Before sunrise on Tuesday, residents across the country received text messages warning that “due to technical problems” ATMs would not work at Privatbank. Then, throughout the day, denial of service attacks took down the websites of Privatbank and Oschadbank, another major financial institution. Mobile banking apps were not working and some ATM services were disrupted.

This attack ended around 7:30 p.m. In less than an hour, the DNS attack on gov.ua has begun.

The next morning, a series of foreign banks in Ukraine received bomb threats. The Globe and Mail reviewed one such message, emailed from a ProtonMail address at 9:46 a.m. Wednesday.

“I would like to inform you that bombs have been planted in your bank’s branches in Kyiv, Kharkiv, Dnipro, Chernihiv, Rivne and Odessa, which could explode at any time,” the email reads. “Hopefully you can evacuate your customers and staff so no one gets hurt.”

Banks closed branches as a precaution, but searches by security services found nothing. Most branches reopened before the end of the day.

The coordinated action seemed calibrated “to produce panic — for people to go to ATMs and start withdrawing money and destabilize the banking system with huge withdrawals,” Baranovych said.

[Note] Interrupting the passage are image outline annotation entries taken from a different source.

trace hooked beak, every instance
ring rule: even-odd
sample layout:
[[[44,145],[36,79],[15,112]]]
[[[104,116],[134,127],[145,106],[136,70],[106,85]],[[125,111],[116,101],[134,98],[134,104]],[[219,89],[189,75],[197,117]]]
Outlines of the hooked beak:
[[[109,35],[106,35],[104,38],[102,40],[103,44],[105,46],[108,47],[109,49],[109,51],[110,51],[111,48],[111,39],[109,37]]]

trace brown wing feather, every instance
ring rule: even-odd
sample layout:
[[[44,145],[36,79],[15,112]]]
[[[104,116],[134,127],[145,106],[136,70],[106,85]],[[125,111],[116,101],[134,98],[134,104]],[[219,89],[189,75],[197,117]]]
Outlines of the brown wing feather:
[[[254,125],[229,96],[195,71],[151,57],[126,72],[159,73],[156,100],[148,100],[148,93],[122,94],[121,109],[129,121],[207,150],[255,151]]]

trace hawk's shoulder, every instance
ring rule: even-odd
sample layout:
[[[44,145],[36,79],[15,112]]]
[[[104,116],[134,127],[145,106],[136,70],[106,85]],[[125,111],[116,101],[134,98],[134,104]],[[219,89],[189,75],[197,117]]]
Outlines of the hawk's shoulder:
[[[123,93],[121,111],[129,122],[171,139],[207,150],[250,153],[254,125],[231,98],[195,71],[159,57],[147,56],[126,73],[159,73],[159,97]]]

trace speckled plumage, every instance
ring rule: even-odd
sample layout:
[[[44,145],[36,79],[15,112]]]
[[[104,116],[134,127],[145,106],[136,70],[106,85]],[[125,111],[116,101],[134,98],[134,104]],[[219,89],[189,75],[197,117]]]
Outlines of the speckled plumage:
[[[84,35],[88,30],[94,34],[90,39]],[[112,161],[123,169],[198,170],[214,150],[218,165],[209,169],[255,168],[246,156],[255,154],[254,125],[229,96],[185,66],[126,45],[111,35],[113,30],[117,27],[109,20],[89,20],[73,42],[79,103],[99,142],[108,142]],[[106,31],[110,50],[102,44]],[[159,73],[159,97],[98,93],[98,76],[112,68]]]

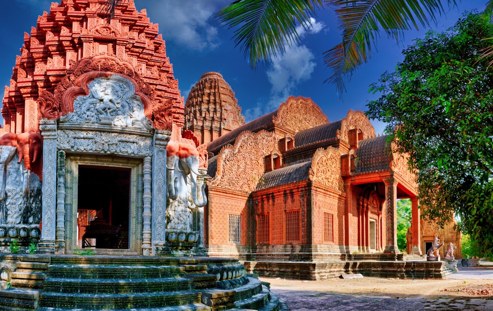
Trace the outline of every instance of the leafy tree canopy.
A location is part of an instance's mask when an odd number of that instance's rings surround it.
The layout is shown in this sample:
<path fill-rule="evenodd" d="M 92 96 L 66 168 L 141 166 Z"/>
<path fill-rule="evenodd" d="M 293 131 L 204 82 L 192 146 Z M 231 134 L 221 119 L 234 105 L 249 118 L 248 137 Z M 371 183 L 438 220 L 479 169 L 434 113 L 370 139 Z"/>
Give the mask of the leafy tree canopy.
<path fill-rule="evenodd" d="M 481 50 L 493 44 L 489 16 L 464 15 L 403 51 L 370 92 L 368 116 L 388 123 L 398 151 L 419 171 L 423 216 L 459 229 L 493 255 L 493 72 Z M 478 52 L 479 51 L 479 52 Z"/>
<path fill-rule="evenodd" d="M 412 205 L 409 199 L 397 200 L 397 247 L 401 251 L 407 249 L 407 230 L 411 226 Z"/>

Such a panic did not materialize. “Ukrainian society in general has developed a certain resilience in the face of disinformation,” said Mykola Balaban, deputy director of the Center for Strategic Communications and Information Security, which is part of the Ministry of Culture and Politics. some information.

But the flow of fake news quickly escalated, reaching some of the highest levels since 2014, the year Russia invaded and annexed Crimea, Balaban said.

He sees it as a component of hybrid warfare. “When there is a kinetic escalation,” like the troops amassed around Ukraine, “there will also be an escalation in cyberspace.”

Cyabra, a company that tracks misleading information on social media, saw an 11% increase in negative content on Twitter on February 14. Of more than 5,000 profiles tracked by Cyabra on Twitter and Facebook, more than half of the Ukraine-related information came from what the company called “inauthentic profiles such as bots or puppet accounts.”

The information they promoted is not only an attempt to promote discord and social destabilization in Ukraine, it could also have deadly consequences.

After shells hit a kindergarten in eastern Ukraine on Thursday, Russian accounts on Telegram responded in just over an hour calling it an attack by Ukrainian forces. This is “completely untrue”, said Ms Avdeeva, the disinformation researcher.

“They are pushing information that could create a pretext for a possible full-fledged operation,” she said.

“From what I see from the information and disinformation being disseminated, Russia is very clearly preparing for some kind of offensive attack.”